Shafi had worked in the English service at Pajhwok Afghan News in Kabul in 2011-12. There he met Lisa Schnellinger, Baraka Foundation Board President, who manages the UPI Next Pakistan project.

Schnellinger said she is “heartsick” about Shafi’s death. “Arif was one of the most diligent reporters  contributing to UPI Next’s political Wiki creation and story mentoring process.

“Some journalists take the lazy route; not Arif.  This is a terrible loss for Pakistan at a time when the country so desperately needs honest and hard-working people like him.”

A fundraising page for Shafi’s family at Indiegogo: Arif Shafi Memorial Fund 

Source: UPI NEXT

On the move with Herb Bus

Baraka Foundation has become the fiscal sponsor for the Herb Bus, a mobile clinic and classroom that distributes herbal health care and education to underserved populations.

The Herb Bus, a project of Herbalista, supports people in Atlanta and rural areas of Georgia.

Baraka Foundation will process donations via check, cash or PayPal for the Herb Bus.

Make donations and read more about it here: Herb Bus

On display in Calhoun



Visitors to the Harris Arts Center in Calhoun can view the fourth exhibit of “Beyond the Mountains.”
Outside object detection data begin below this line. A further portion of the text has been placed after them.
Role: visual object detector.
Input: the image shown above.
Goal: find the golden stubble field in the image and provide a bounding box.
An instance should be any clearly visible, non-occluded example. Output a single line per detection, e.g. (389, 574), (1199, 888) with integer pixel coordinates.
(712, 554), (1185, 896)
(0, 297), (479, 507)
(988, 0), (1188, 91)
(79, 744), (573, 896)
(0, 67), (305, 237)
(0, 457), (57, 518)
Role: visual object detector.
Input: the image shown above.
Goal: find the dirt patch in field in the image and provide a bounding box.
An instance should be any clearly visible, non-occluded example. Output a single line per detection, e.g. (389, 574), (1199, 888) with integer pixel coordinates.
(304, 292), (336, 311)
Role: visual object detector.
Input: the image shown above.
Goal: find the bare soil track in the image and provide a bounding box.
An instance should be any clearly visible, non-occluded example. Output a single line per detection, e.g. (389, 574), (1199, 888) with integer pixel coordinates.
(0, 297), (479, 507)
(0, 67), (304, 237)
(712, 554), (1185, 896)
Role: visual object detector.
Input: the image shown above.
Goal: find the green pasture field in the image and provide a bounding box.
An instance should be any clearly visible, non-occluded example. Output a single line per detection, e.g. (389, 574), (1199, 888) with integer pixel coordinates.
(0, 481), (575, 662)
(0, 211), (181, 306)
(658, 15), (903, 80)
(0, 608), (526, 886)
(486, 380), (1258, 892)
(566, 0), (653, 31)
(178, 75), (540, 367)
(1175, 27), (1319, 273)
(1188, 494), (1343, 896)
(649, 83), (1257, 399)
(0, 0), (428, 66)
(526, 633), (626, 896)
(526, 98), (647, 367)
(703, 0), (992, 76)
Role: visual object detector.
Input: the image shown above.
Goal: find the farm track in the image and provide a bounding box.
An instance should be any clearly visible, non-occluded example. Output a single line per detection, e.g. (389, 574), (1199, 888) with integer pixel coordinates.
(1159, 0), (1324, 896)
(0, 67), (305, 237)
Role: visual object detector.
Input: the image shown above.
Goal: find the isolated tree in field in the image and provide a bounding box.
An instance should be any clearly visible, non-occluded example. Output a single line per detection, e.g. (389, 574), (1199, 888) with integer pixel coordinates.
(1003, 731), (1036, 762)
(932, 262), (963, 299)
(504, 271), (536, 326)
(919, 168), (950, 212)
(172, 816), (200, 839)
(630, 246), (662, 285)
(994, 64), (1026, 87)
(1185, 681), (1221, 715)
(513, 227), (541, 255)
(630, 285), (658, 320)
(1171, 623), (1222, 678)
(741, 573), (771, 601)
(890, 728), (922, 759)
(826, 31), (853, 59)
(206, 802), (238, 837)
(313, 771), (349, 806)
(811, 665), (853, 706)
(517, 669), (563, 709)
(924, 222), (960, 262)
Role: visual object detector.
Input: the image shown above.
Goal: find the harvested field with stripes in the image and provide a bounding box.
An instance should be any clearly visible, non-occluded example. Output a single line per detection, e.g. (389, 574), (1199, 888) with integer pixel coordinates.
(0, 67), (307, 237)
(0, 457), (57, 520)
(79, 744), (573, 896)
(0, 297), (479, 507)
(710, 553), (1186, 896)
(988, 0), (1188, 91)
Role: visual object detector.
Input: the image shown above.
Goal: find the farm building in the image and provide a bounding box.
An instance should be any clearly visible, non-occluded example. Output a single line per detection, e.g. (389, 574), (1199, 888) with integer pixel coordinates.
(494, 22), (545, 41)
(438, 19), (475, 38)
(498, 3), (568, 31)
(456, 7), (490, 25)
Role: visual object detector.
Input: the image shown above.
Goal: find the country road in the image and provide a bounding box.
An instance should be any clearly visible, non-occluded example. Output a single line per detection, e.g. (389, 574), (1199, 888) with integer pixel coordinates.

Configured across three rooms, the exhibit intermixed photographs with the Afghan textiles and soaps that were being sold for the girls’ school. Free audio guides narrated the story.



Lisa Schnellinger and Tom Willard will be giving a talk about Afghanistan and the exhibit on September 6 at 6:30 pm, with a reception to follow.



Daughters salute daughters

The Sequoyah Chapter of the Daughters of the American Revolution (DAR) on April 5 hosted Lisa to give a talk about Afghanistan.

The chapter contributed to the school and members also bought Afghan textiles, for a total of $258.

The chapter was “honored” to hear about the country and the school, wrote corresponding secretary Pat Reid. “Your firsthand knowledge of Afghanistan; the people, especially the women; and the many positive changes you’ve seen in the last 10 years provided so much hope,” she wrote.